What researchers ultimately found is that society is likely to build a generalized immunity towards COVID-19 symptoms, just like how patients that get a cold or flu have irritating but mild/non-fatal symptoms for the most part.

What is herd immunity?

Herd immunity is the idea that enough people will come into contact with a virus and eventually become immune to the virus's main symptoms and effects. Herd immunity has allowed societies to operate as normal even when seasonal illnesses peak in the fall and winter seasons. However, experts suggest that vaccinations are crucial to safely build up the U.S's herd immunity for a number of reasons.

For starters, COVID-19 causes severe illness in vulnerable patients unlike common colds and the flu. If we allow our societies to simply get mass infections of coronavirus, then hospitals and our healthcare system will overflow and be unable to handle medical needs. Known as "flattening the curve" the idea is that our current medical needs for injuries and procedures, combined with an influx of COVID cases, can lead to dire healthcare consequences. Banking on herd immunity alone is not enough to effectively phase out the virus.

Vaccines are the most helpful in building herd immunity because they can effectively build immunity for some patients, limit viral load and exposure for others, and progressively introduce the virus safely to our immune systems. Vaccines work by using a small concentration of a virus help our immune systems learn the best way to fight off a new virus.

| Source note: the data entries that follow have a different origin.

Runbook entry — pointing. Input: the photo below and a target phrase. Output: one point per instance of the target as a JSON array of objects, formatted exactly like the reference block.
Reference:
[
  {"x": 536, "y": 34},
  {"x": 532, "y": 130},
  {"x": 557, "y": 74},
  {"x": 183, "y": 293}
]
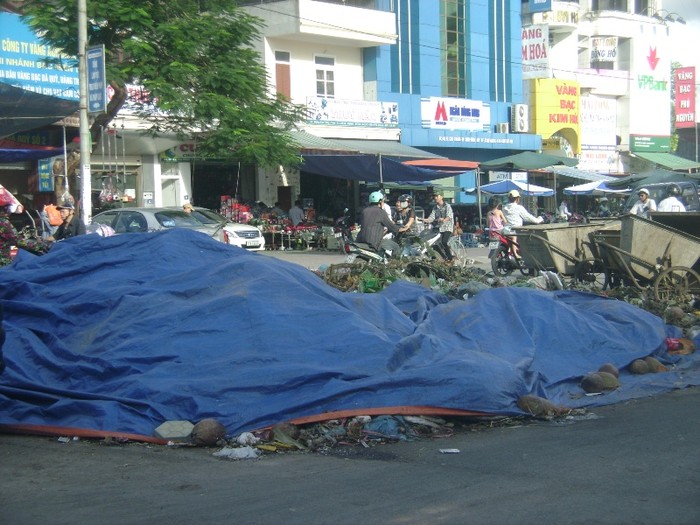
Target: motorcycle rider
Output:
[
  {"x": 672, "y": 202},
  {"x": 374, "y": 224},
  {"x": 516, "y": 215}
]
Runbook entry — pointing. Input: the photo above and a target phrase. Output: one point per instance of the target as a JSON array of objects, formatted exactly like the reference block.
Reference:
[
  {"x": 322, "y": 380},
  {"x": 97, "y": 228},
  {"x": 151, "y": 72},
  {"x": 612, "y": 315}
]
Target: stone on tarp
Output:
[
  {"x": 174, "y": 430},
  {"x": 208, "y": 432}
]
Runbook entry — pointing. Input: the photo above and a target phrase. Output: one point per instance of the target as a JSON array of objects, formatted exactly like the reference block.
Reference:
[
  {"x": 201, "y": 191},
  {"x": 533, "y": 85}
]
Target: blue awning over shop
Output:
[
  {"x": 22, "y": 110},
  {"x": 576, "y": 173}
]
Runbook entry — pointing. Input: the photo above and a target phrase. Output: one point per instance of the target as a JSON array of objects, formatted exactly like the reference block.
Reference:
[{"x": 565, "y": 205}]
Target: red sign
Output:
[{"x": 685, "y": 97}]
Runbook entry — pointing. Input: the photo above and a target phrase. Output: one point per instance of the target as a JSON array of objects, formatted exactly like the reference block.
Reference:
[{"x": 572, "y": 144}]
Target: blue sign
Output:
[
  {"x": 97, "y": 86},
  {"x": 23, "y": 62},
  {"x": 540, "y": 6}
]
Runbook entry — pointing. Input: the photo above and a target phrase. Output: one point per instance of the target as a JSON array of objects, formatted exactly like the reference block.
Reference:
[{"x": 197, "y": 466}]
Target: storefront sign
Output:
[
  {"x": 22, "y": 62},
  {"x": 539, "y": 6},
  {"x": 650, "y": 89},
  {"x": 562, "y": 15},
  {"x": 455, "y": 114},
  {"x": 496, "y": 176},
  {"x": 650, "y": 144},
  {"x": 603, "y": 49},
  {"x": 45, "y": 175},
  {"x": 535, "y": 51},
  {"x": 685, "y": 97},
  {"x": 97, "y": 84},
  {"x": 334, "y": 112},
  {"x": 557, "y": 108}
]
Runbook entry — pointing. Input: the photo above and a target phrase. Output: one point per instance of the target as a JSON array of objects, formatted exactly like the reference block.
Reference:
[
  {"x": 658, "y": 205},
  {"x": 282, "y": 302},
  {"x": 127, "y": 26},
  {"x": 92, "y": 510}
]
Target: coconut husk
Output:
[
  {"x": 639, "y": 366},
  {"x": 682, "y": 346},
  {"x": 598, "y": 382},
  {"x": 540, "y": 407},
  {"x": 654, "y": 365},
  {"x": 208, "y": 432},
  {"x": 610, "y": 369}
]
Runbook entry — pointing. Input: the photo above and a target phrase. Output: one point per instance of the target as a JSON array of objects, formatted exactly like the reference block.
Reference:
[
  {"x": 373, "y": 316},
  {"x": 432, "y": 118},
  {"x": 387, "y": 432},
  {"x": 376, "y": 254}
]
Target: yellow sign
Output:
[{"x": 557, "y": 109}]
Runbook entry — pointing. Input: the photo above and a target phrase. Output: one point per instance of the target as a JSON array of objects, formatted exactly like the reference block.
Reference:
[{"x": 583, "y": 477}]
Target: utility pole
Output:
[{"x": 85, "y": 139}]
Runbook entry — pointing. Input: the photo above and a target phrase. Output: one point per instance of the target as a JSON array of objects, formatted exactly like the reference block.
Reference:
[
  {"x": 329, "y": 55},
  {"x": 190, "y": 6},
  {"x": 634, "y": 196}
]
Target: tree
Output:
[{"x": 196, "y": 63}]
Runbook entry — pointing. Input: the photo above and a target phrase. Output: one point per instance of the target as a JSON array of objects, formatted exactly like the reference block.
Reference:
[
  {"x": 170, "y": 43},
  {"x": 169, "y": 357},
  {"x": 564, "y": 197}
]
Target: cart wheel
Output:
[
  {"x": 499, "y": 262},
  {"x": 677, "y": 282},
  {"x": 590, "y": 271}
]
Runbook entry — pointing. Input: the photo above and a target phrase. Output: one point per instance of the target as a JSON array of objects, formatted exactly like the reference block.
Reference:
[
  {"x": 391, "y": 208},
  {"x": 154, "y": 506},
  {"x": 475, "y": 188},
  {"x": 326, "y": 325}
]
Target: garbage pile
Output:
[{"x": 458, "y": 282}]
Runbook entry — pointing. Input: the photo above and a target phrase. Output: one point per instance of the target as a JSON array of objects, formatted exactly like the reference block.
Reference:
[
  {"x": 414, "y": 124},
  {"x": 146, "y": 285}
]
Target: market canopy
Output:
[
  {"x": 576, "y": 173},
  {"x": 651, "y": 177},
  {"x": 504, "y": 186},
  {"x": 448, "y": 165},
  {"x": 526, "y": 160},
  {"x": 22, "y": 110},
  {"x": 370, "y": 168},
  {"x": 594, "y": 188}
]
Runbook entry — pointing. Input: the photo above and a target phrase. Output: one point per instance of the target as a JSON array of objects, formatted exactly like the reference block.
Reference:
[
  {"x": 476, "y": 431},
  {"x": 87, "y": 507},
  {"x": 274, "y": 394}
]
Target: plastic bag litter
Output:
[
  {"x": 247, "y": 438},
  {"x": 237, "y": 453}
]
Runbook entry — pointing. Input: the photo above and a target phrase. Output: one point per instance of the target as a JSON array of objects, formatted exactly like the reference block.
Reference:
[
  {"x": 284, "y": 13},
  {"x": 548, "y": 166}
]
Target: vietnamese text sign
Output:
[
  {"x": 685, "y": 97},
  {"x": 97, "y": 89},
  {"x": 535, "y": 51}
]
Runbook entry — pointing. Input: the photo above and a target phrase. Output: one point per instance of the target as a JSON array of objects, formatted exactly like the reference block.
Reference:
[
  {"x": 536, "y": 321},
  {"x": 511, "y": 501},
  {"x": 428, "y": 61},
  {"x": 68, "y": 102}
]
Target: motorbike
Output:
[{"x": 502, "y": 256}]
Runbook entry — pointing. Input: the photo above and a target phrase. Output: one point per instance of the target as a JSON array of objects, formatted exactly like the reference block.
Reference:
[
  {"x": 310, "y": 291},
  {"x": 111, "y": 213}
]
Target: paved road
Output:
[{"x": 636, "y": 463}]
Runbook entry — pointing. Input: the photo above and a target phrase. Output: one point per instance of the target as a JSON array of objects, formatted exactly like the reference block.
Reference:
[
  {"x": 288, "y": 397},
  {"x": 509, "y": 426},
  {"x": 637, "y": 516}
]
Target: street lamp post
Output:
[{"x": 85, "y": 139}]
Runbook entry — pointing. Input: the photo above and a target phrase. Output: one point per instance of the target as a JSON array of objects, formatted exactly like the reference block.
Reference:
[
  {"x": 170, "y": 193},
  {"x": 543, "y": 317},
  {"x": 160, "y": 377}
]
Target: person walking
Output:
[
  {"x": 644, "y": 205},
  {"x": 442, "y": 217},
  {"x": 71, "y": 225}
]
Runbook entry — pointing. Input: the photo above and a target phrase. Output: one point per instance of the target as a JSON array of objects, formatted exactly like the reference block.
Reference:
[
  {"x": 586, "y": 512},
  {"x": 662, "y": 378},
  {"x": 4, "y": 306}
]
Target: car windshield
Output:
[
  {"x": 177, "y": 218},
  {"x": 208, "y": 217}
]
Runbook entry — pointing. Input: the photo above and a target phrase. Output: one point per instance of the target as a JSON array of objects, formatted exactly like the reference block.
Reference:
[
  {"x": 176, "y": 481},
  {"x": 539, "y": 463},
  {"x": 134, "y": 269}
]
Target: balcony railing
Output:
[{"x": 364, "y": 4}]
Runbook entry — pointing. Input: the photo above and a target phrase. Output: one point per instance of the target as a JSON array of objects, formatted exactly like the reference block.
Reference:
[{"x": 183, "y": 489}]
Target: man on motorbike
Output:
[
  {"x": 374, "y": 224},
  {"x": 516, "y": 215}
]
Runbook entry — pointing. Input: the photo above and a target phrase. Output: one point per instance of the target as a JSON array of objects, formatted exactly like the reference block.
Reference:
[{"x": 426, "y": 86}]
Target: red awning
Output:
[{"x": 444, "y": 164}]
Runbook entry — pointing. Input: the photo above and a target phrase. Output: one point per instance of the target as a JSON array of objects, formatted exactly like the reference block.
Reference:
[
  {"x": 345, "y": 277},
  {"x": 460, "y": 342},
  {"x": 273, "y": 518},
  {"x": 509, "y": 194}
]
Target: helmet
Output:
[
  {"x": 673, "y": 190},
  {"x": 375, "y": 197}
]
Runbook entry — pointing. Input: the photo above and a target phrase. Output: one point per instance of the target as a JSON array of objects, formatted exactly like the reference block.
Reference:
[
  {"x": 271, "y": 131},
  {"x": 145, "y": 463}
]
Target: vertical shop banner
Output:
[
  {"x": 535, "y": 51},
  {"x": 685, "y": 97},
  {"x": 650, "y": 91},
  {"x": 97, "y": 85}
]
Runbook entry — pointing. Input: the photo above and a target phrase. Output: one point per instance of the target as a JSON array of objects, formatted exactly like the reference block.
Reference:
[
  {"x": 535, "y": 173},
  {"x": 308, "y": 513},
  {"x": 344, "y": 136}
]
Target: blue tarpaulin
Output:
[{"x": 120, "y": 334}]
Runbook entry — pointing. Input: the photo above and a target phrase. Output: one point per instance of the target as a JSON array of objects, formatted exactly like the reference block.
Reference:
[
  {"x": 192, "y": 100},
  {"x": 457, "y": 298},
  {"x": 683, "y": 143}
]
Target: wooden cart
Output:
[
  {"x": 646, "y": 253},
  {"x": 564, "y": 248}
]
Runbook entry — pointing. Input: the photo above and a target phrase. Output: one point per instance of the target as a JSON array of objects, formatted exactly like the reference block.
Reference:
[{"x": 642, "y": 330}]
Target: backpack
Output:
[{"x": 53, "y": 214}]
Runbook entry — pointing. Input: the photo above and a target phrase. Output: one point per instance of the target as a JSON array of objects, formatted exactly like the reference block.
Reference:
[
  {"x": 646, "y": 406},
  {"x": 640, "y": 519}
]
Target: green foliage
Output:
[{"x": 197, "y": 65}]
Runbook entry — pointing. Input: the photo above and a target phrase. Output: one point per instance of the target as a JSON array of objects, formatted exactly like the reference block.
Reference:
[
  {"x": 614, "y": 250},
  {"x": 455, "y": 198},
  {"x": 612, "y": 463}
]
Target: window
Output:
[
  {"x": 325, "y": 77},
  {"x": 453, "y": 49},
  {"x": 283, "y": 73}
]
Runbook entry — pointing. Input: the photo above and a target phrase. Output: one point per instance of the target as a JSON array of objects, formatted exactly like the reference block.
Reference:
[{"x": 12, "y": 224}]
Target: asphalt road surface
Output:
[{"x": 632, "y": 463}]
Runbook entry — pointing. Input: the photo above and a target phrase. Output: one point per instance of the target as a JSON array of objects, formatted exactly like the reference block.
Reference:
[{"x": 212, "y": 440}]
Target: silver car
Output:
[{"x": 128, "y": 220}]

Herd immunity and COVID-19 Prevention

Herd immunity is most successful when communities actively work to monitor, report, and prevention new cases of a virus, according to Menachery and public health experts. Vaccines plus social distancing, masks, and disinfection are the most likely path to the "new normal."

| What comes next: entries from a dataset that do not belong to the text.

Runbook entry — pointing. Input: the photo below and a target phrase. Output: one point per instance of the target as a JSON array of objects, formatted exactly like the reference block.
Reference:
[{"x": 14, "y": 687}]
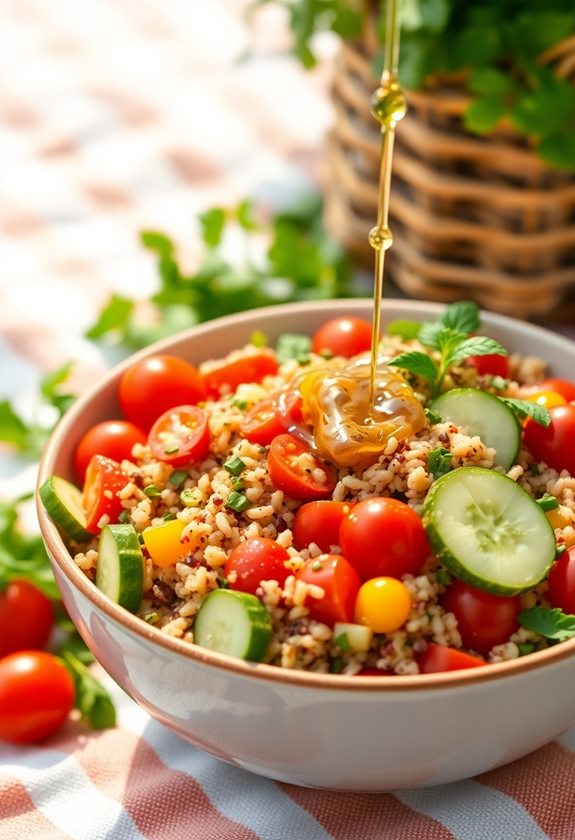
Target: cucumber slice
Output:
[
  {"x": 234, "y": 623},
  {"x": 63, "y": 503},
  {"x": 120, "y": 569},
  {"x": 488, "y": 531},
  {"x": 481, "y": 413}
]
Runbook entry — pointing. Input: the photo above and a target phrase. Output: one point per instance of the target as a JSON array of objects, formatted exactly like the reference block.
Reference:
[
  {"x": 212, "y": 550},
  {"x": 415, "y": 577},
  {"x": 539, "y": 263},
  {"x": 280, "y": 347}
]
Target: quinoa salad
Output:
[{"x": 301, "y": 561}]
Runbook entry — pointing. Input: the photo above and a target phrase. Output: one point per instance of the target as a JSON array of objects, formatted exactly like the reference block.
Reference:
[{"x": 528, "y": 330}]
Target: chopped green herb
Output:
[
  {"x": 238, "y": 502},
  {"x": 234, "y": 465}
]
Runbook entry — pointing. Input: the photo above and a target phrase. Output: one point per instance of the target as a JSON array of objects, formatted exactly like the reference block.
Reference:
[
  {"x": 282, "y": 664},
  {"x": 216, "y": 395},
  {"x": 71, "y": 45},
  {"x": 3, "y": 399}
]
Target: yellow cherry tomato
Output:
[{"x": 383, "y": 603}]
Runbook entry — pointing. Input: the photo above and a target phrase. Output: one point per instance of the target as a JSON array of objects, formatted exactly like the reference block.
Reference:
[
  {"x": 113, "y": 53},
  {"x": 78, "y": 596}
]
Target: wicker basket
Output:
[{"x": 473, "y": 217}]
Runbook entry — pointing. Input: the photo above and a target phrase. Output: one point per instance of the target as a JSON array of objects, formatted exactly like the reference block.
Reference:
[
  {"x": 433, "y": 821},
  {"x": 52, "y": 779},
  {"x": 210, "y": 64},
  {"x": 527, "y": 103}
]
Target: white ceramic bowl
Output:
[{"x": 330, "y": 731}]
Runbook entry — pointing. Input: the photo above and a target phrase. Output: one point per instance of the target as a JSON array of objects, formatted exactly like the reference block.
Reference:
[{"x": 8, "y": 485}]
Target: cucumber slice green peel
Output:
[
  {"x": 120, "y": 569},
  {"x": 481, "y": 413},
  {"x": 234, "y": 623},
  {"x": 488, "y": 531}
]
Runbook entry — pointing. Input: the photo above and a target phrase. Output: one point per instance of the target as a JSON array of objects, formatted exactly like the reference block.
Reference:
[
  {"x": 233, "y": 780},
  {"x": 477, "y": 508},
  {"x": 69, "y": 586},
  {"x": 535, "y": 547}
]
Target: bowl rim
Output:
[{"x": 272, "y": 673}]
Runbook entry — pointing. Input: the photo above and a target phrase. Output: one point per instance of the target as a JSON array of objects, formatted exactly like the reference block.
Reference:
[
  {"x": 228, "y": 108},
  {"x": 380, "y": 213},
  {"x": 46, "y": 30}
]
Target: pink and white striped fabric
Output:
[{"x": 118, "y": 115}]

Disease surveillance allows local healthcare providers to determine the need for testing by using reported cases and comparing them to population estimates. Providers can then determine if more prevention measures, testing, and services are needed to contain a new virus. Additionally, individual-level prevention like social distancing and masks play a big role in limiting viral load and helping to keep infections low.

Once a vaccine is present, cases are likely to go down but it is up our neighbors and ourselves to prevent infections.